[gov2001-l] problems with log(exp().... Sequential processing in R causing issues

11 Mar 2009

Glad to hear it was resolved.  If something like this happens, one quick fix
is to rescale some of your X's.  Also, this is somewhat related to why we
like to work with the log scale (as in log-likelihood).  It's really easy to
hit numerical limits when we multiply stuff rather than adding stuff.

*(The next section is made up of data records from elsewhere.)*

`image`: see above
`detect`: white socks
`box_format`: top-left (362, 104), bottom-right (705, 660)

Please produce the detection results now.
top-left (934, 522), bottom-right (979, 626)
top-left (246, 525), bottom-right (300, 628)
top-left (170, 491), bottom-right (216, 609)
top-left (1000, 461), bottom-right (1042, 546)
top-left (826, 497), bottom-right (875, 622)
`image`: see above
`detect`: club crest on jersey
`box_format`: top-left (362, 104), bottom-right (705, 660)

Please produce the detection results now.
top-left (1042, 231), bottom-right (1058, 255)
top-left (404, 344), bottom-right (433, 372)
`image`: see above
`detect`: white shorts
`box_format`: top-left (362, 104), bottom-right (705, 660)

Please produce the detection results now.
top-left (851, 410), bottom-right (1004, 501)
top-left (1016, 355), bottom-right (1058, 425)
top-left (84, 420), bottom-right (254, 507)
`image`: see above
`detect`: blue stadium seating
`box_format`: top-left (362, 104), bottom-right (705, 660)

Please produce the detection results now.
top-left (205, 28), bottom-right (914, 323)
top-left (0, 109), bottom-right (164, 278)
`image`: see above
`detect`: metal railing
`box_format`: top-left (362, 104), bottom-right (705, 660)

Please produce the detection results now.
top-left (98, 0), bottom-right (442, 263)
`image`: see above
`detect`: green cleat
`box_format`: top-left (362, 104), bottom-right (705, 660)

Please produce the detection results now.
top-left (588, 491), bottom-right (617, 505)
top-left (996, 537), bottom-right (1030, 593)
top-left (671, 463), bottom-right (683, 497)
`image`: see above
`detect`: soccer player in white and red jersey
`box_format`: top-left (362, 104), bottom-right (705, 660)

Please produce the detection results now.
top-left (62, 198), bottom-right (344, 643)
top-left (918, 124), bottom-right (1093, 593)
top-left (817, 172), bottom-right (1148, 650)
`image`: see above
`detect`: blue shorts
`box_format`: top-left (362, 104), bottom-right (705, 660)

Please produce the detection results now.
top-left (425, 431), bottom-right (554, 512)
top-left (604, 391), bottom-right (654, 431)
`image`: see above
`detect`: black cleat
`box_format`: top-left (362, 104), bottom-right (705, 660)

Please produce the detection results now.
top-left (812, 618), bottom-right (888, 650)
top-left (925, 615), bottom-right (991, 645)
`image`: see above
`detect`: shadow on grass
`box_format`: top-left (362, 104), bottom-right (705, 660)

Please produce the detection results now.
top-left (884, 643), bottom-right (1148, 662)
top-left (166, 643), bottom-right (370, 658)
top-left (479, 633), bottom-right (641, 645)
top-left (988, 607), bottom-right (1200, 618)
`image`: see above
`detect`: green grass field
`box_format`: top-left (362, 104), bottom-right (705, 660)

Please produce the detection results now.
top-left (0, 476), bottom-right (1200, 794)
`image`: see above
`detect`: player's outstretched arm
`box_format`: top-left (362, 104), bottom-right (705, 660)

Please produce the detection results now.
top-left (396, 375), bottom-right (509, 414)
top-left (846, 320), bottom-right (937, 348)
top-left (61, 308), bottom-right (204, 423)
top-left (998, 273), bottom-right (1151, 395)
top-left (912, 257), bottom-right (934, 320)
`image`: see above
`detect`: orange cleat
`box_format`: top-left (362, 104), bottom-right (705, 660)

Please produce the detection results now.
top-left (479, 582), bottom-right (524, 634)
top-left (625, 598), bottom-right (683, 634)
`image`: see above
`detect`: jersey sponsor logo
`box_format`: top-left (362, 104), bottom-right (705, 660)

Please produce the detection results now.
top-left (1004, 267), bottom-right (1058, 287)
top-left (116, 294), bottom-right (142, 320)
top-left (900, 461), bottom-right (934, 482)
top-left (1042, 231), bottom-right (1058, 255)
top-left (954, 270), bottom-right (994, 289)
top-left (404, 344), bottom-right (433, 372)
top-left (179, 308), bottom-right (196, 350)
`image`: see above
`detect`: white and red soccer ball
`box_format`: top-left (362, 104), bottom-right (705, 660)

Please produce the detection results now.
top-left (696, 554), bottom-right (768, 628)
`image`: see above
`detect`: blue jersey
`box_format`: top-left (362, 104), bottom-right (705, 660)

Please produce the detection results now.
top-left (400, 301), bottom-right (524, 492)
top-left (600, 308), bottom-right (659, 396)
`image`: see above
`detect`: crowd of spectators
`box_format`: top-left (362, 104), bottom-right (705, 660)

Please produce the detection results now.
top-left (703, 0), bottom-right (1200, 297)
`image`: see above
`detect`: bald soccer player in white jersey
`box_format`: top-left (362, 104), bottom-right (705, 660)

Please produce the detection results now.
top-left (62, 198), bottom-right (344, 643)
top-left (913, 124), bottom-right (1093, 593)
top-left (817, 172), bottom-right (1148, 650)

On Wed, Mar 11, 2009 at 9:11 PM, Schmidt, William <wschmidt at hbs.edu> wrote:

...
   Clarence figured out the fix for his code and sent me
and Abigail a note
 since we seemed to be the only ones affected. I made the same error as him.
 Miya was correct, it was a problem with my function. That said, R does hit a
 wall when taking an exp() of any value greater than 710. This could be
 problematic with other data and I am not sure there is a clean solution when
 using the log-likelihood of a logit with a large argument for the exp().
 Thanks for your help.

 *From:* gov2001-l-bounces at lists.fas.harvard.edu [mailto:
 gov2001-l-bounces at lists.fas.harvard.edu] *On Behalf Of *Olena Ageyeva
 *Sent:* Wednesday, March 11, 2009 7:53 PM

 *To:* gov2001-l at lists.fas.harvard.edu
 *Subject:* Re: [gov2001-l] problems with log(exp().... Sequential
 processing in R causing issues

 Just a curiosity, which problem did you get this issue with?

 Sincerely,
 Olena Ageyeva

  ------------------------------

 From: wschmidt at hbs.edu
 To: gov2001-l at lists.fas.harvard.edu
 Date: Wed, 11 Mar 2009 19:03:52 -0400
 Subject: Re: [gov2001-l] problems with log(exp().... Sequential processing
 in R causing issues

 I hate to pile on, but count me as another voice that is seeing the same
 problem. It feels like there should be an elegant work around, but elegance
 evades me. Olena offered a solution that does work but it is disappointing
 to think R would require that kind of trickeration.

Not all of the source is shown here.